En una de estas casualidades cósmicas, cayó en mi regazo el análisis del nuevo juego de Greg Lobanov, el responsable de Wandersong. Chicory: A Colorful Tale, fruto de un Kickstarter exitoso hace un par de años, es un juego que habla de estos mismos temas desde una perspectiva igualmente personal. La protagonista no es Chicory, el personaje del título, sino una perrita a la que ponemos nombre nada más empezar (de aquí en adelante Sushi, que fue el que escogí en mi partida). Es la limpiadora en la torre donde se hospeda Chicory, la Artífice encargada de dar color al mundo con un Pincel especial. Un día Sushi se encuentra con que los colores se han borrado y el Pincel ha quedado abandonado, así que ni corta ni perezosa se convierte en la nueva Artífice y se embarca en una aventura para devolver el color a los objetos.

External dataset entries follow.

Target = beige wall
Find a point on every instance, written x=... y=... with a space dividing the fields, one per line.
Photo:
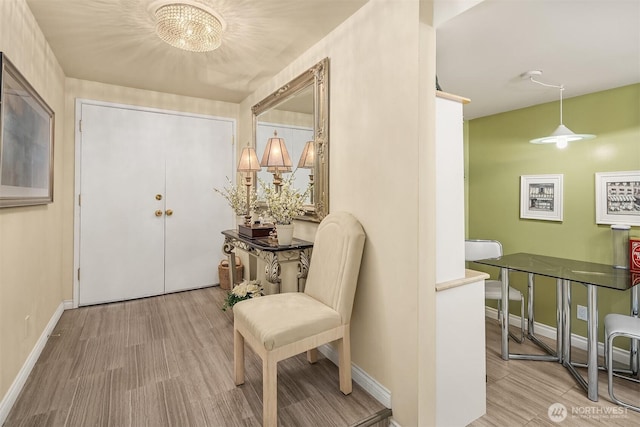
x=376 y=165
x=31 y=282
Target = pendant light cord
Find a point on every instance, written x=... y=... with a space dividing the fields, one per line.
x=561 y=87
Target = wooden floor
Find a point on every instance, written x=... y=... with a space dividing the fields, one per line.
x=519 y=392
x=167 y=361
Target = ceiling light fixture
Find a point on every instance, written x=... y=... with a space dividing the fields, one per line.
x=562 y=135
x=188 y=27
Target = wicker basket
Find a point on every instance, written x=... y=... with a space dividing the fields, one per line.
x=225 y=277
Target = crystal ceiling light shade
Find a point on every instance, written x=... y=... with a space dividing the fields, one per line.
x=188 y=27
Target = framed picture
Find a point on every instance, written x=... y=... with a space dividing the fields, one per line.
x=541 y=197
x=618 y=198
x=26 y=141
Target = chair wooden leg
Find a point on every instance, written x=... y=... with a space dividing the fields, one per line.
x=269 y=392
x=344 y=362
x=238 y=357
x=312 y=355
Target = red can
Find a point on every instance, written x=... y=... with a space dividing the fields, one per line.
x=634 y=255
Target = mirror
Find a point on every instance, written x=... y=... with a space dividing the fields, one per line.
x=299 y=112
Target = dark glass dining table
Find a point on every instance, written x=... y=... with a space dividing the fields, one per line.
x=593 y=276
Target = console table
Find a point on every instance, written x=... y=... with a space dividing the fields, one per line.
x=271 y=253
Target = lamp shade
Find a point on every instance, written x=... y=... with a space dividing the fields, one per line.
x=561 y=137
x=248 y=161
x=275 y=169
x=308 y=156
x=276 y=154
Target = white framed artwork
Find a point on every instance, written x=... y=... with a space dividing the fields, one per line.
x=618 y=198
x=541 y=197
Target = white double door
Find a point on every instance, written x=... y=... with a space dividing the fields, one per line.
x=150 y=221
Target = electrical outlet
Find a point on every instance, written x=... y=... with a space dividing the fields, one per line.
x=26 y=325
x=582 y=312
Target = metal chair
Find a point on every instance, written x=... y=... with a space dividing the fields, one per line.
x=483 y=249
x=619 y=325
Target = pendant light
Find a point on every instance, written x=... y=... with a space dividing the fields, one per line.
x=562 y=135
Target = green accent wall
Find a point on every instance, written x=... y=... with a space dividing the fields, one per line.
x=499 y=153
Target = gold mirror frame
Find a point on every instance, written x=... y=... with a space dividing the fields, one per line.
x=318 y=77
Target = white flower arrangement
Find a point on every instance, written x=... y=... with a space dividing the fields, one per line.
x=237 y=197
x=286 y=204
x=245 y=290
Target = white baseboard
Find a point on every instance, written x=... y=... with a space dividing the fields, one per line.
x=16 y=387
x=578 y=341
x=364 y=380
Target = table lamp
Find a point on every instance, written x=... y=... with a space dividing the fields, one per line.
x=276 y=159
x=248 y=163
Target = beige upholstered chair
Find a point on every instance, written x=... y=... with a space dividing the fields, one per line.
x=482 y=249
x=280 y=326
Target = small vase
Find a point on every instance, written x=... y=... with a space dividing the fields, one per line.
x=285 y=234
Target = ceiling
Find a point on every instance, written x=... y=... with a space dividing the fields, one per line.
x=114 y=41
x=587 y=45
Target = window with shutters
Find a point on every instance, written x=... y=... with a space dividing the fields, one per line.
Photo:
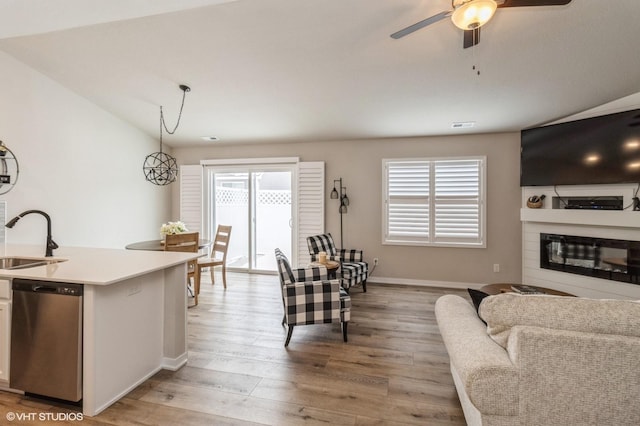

El mundo de Chicory se nos presenta monocromo, con apenas unos trazos definiendo los perfiles de los objetos, pero todo lo que vemos es susceptibles de ser pintado con el pincel. Cada zona tiene una gama de cuatro colores entre los que alternamos para dar vida a cada entorno: podemos pintar suelos, paredes, vegetación e incluso a los propios personajes que habitan el mundo. La idea podría tener la mecha muy corta de no ser por la magistral manera en que Lobanov recoge la herencia de los Zelda 2D, dándole a la aventura una gran componente de exploración. Tenemos pequeñas historias en cada pueblo, favores que realizar para casi todo el mundo («¡pintame un logo!», «¡diseña un postre!») y multitud de puzles que hacen un uso muy inteligente del pincel.